Sul Corriere di sabato 21 maggio Dario Di Vico commenta il rapporto ISTAT, per quanto riguarda la funzione di welfare che le famiglie svolgono nei confronti dei figli, in questi anni di difficile congiuntura economica e di stasi del mercato del lavoro.
Al di là che una attenta scelta del percorso formativo rende decisamente più agevole l’individuazione di un posto di lavoro, anche rispetto a chi ha conseguito un diploma di laurea meno appetibile, per non dire poi dei NEET, quello che mi ha davvero colpito sono queste parole:
La famiglia-welfare porta con se’ anche qualche distorsione di carattere culturale… I padri che hanno sempre ragionato equiparando la mobilità sociale al superamento delle occupazioni manuali tendono a riproporre lo stesso schema anche per la prole, non tenendo conto che … La complessità moderna sta abbattendo vecchi steccati.
Ammetto di essere legato allo schema, anche se la rappresentazione mediatica del lavoro dedica sempre maggiore attenzione a figure professionali che operano fuori dagli schemi classici del lavoro d’ufficio. Cuochi, arredatori, restauratori e quant’altro; il punto in comune a me sembra la creatività e la capacità d’intraprendere.

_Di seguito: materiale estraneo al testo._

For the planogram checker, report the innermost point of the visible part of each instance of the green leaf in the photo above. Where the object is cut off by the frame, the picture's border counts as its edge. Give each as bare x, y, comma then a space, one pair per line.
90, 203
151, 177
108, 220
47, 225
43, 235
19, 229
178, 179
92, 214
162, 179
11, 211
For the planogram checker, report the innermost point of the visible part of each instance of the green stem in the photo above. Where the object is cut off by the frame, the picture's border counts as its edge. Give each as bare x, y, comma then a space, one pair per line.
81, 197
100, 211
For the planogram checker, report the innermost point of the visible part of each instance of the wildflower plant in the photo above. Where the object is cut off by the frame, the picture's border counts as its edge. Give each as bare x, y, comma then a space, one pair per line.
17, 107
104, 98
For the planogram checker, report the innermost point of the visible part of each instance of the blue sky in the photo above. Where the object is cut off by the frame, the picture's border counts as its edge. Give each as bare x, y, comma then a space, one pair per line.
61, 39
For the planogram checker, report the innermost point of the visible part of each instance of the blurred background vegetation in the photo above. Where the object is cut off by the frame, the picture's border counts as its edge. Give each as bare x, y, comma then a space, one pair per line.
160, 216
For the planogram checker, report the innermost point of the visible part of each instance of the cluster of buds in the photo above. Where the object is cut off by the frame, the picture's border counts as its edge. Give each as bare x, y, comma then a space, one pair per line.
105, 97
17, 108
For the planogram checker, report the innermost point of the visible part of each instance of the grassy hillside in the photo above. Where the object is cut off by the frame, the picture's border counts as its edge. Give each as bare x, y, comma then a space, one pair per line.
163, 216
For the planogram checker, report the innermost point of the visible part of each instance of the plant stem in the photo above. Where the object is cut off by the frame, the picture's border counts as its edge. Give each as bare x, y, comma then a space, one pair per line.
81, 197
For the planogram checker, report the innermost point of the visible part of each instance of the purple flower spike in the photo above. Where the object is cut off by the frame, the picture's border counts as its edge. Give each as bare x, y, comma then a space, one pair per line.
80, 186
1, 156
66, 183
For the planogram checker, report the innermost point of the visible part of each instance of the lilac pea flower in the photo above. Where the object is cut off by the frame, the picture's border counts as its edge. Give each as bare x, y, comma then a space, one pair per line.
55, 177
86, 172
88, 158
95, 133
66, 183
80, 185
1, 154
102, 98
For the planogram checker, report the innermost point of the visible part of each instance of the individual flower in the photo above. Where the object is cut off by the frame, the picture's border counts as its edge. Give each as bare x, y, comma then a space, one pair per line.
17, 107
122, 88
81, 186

Mi capita sovente di pensare positivamente a questi mestieri, ma mi rendo anche conto che la mia esperienza e cultura professionale mi influenza non poco. Se cerco di proiettare il mio sguardo sui ragazzi, faccio davvero fatica ad immaginare soluzioni professionali per me “non canoniche”, anche se queste forse oggi gratificano maggiormente, sia dal punto di vista economico che da quello delle soddisfazioni personali.
In fondo anche qui si parla di cambiamento!